Hal ini juga diperkuat secara faktanya Indonesia memiliki kapasitas Energi Baru Terbarukan (EBT) yang begitu besar, bahkan dapat dikatakan berlimpah jumlah juga beraneka ragam dan tersebar di berbagai wilayah.
Kondisi ini menjadikan Indonesia sebagai negara yang paling berpeluang dalam pengembangan EBT salah satunya hidrogen hijau yang menjadi energi andalan bagi masa depan industri khususnya di sektor transportasi yang mengusung target reduksi emisi.
Hidrogen hijau menjadi potensi baru sumber energi bersih yang hanya mengeluarkan uap air dan tidak meninggalkan residu di udara atau menambah emisi karbon gas rumah kaca, dan karenanya sangat mendukung pencapain target dekarbonisasi.
Selain itu, potensi EBT hidrogen yang berasal dari Pembangkit Listrik Tenaga Air (PLTA) tersebar terutama di Kalimantan Utara, Aceh, Sumatra Barat, Sumatra Utara, dan Papua.
Pemerintah mengklaim Indonesia memiliki potensi memproduksi listrik dari EBT dengan kapasitas 3.000 gigawatt (GW) dan potensi tersebut baru dimanfaatkan sekitar 12,5 GW saat ini.
Sehingga Pemerintah optimis dapat menambah produksi listrik dari sumber EBT hingga mencapai 21 GW sesuai dengan Rencana Usaha Penyediaan Tenaga Listrik (RUPTL) PLN 2021 – 2030.

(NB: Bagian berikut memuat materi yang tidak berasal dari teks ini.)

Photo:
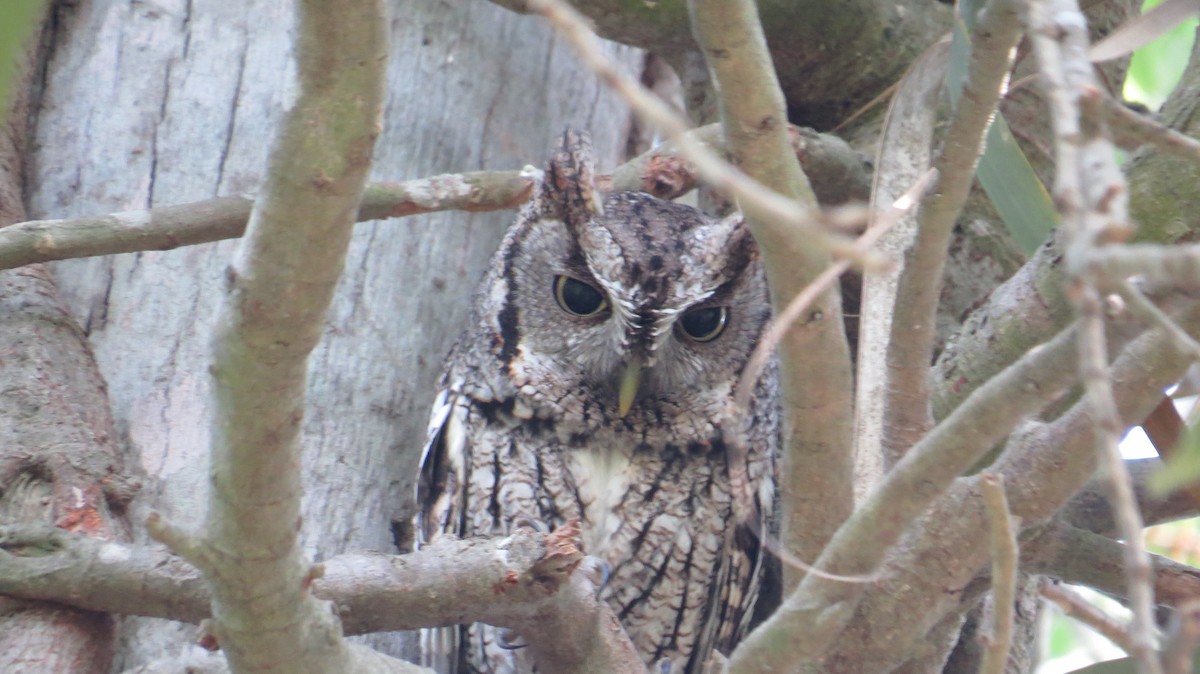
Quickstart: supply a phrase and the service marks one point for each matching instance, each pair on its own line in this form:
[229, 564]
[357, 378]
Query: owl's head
[631, 306]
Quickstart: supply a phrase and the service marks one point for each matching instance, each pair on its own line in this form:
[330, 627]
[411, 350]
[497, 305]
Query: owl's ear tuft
[569, 186]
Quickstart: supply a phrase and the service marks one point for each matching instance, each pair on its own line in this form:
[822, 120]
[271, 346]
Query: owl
[595, 383]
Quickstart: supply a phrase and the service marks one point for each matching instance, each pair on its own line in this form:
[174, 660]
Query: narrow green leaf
[17, 19]
[1005, 173]
[1120, 666]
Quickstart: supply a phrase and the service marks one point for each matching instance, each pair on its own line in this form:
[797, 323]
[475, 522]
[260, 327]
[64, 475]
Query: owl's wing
[442, 479]
[439, 504]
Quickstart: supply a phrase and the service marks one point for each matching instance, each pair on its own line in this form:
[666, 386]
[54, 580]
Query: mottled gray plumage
[527, 423]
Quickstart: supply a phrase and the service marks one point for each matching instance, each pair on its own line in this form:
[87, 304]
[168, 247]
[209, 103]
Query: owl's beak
[629, 380]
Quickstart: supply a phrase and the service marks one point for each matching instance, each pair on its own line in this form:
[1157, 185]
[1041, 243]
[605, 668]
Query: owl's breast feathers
[652, 492]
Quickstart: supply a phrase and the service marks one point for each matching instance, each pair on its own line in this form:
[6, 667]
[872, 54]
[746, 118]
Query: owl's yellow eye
[579, 298]
[705, 324]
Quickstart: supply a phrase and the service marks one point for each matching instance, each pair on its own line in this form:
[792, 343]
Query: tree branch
[279, 288]
[750, 194]
[1090, 559]
[225, 217]
[816, 420]
[1091, 194]
[819, 47]
[819, 609]
[911, 348]
[1079, 608]
[659, 172]
[1043, 464]
[525, 582]
[1003, 573]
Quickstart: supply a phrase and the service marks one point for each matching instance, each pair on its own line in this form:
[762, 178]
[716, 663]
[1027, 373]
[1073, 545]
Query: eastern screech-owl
[595, 381]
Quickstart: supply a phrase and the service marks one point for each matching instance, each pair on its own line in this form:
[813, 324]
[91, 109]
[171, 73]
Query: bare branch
[1003, 573]
[1158, 265]
[1133, 128]
[816, 420]
[225, 217]
[1092, 197]
[1095, 560]
[1079, 608]
[280, 286]
[789, 216]
[1155, 317]
[904, 151]
[1043, 464]
[819, 609]
[522, 582]
[911, 348]
[835, 169]
[1090, 509]
[1185, 638]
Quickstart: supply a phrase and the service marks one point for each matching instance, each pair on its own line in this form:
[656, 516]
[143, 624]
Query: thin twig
[723, 176]
[1091, 194]
[1140, 306]
[1185, 638]
[766, 344]
[1003, 573]
[225, 217]
[906, 492]
[907, 414]
[1075, 606]
[1175, 266]
[1134, 128]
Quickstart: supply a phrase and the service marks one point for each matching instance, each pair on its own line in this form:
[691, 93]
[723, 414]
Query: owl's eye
[705, 324]
[579, 298]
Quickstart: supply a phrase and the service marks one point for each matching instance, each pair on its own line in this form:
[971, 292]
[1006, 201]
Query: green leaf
[1157, 67]
[1121, 666]
[1005, 173]
[17, 19]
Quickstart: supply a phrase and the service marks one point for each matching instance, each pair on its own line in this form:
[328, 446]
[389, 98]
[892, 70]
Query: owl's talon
[599, 572]
[535, 524]
[508, 641]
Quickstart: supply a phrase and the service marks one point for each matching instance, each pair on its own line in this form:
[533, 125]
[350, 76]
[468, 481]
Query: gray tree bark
[150, 104]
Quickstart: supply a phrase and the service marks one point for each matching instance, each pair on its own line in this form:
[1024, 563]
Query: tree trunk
[151, 104]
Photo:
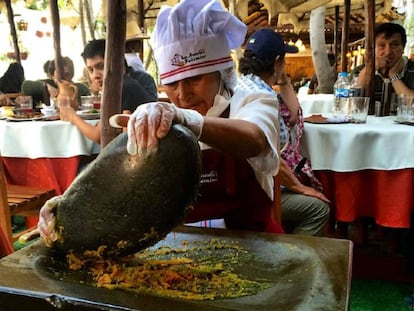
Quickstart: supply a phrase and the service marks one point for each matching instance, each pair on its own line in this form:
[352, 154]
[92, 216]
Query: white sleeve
[261, 109]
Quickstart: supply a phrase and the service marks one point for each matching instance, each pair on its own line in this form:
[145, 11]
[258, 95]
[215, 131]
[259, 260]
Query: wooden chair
[19, 200]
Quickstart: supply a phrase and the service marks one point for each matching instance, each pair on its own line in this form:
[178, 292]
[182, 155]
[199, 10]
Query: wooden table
[42, 153]
[307, 273]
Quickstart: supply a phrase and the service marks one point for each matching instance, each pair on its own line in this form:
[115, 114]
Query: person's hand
[4, 100]
[66, 112]
[397, 68]
[311, 192]
[53, 92]
[47, 221]
[151, 122]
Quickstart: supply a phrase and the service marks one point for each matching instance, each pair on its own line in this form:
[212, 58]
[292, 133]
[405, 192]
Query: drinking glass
[405, 108]
[359, 109]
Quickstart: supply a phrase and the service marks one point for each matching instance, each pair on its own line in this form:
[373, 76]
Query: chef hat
[195, 37]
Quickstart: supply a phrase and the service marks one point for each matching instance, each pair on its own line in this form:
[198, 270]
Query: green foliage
[44, 4]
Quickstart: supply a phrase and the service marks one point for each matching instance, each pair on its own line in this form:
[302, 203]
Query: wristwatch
[395, 77]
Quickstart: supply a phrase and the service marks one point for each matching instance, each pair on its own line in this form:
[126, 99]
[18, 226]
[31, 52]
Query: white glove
[152, 121]
[47, 221]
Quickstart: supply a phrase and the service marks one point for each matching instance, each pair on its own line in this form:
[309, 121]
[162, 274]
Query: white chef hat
[195, 37]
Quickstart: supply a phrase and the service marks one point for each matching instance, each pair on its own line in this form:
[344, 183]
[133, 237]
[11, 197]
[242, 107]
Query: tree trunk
[89, 13]
[82, 21]
[54, 13]
[114, 67]
[326, 76]
[10, 16]
[409, 27]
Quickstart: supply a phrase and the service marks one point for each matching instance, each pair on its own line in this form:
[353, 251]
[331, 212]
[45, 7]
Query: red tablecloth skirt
[387, 196]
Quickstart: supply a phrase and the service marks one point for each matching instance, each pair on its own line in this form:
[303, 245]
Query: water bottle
[355, 90]
[341, 90]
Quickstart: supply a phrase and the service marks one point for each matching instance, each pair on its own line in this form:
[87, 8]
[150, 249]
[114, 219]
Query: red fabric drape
[387, 196]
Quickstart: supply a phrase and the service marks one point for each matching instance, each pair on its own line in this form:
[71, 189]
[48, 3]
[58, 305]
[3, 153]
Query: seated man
[133, 93]
[41, 90]
[136, 69]
[390, 64]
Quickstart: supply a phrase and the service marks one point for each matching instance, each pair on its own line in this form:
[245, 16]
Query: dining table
[367, 170]
[43, 152]
[316, 103]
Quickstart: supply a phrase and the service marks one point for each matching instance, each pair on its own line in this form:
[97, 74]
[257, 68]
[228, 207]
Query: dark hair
[46, 67]
[388, 29]
[11, 81]
[250, 64]
[66, 62]
[94, 48]
[331, 58]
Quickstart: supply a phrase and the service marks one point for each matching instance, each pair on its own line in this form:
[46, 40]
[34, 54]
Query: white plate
[404, 122]
[16, 119]
[89, 115]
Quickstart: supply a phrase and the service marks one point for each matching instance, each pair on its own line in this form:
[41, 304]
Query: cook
[236, 122]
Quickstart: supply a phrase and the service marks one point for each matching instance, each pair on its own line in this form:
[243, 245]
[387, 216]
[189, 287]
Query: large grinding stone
[130, 202]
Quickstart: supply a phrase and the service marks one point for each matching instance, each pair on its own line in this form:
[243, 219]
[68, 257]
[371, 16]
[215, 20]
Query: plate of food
[89, 114]
[406, 122]
[25, 116]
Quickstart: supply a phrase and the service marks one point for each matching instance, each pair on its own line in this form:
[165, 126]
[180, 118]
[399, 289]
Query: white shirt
[258, 106]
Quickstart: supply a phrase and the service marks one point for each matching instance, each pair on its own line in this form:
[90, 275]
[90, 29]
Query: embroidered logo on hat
[181, 60]
[194, 38]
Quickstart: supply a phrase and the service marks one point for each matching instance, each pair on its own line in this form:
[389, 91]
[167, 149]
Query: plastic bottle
[341, 90]
[341, 86]
[355, 89]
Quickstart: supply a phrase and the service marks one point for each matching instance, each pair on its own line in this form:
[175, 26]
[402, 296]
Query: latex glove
[47, 221]
[4, 100]
[152, 121]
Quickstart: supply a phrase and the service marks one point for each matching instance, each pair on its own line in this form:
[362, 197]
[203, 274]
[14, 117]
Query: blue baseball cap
[266, 43]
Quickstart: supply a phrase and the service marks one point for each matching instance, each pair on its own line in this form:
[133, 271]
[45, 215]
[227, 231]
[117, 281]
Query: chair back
[19, 200]
[5, 217]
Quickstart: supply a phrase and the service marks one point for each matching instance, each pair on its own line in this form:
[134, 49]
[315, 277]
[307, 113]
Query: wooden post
[10, 16]
[141, 25]
[336, 36]
[370, 53]
[114, 68]
[54, 12]
[345, 35]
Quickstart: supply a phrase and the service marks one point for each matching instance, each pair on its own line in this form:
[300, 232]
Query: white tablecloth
[316, 103]
[38, 139]
[379, 144]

Bahkan negara tetangga Singapura juga telah menyatakan menyerap hidrogen hijau produksi Indonesia untuk kebutuhan di dalam domestik.
Menyadari masa depan hidrogen terutama di sektor industri transportasi yang bisa berkontribusi bagi terkejarnya target netralitas karbon Pemerintah di tahun 2060, hari ini (Rabu, 8 November 2023) PT Toyota Motor Manufacturing Indonesia (TMMIN) kembali mendukung penyelenggaraan rangkaian seminar nasional.
Seminar tersebut kali ini dilakukan oleh Universitas Gajah Mada (UGM) Yogyakarta bertemakan “Percepatan pengembangan ekosistem hidrogen di sektor industri dan transportasi menuju Net Zero Emission (NZE) 2060 di Indonesia.” Tema ini selaras dengan potensi permintaan hidrogen khususnya di sektor transportasi yang semakin agresif.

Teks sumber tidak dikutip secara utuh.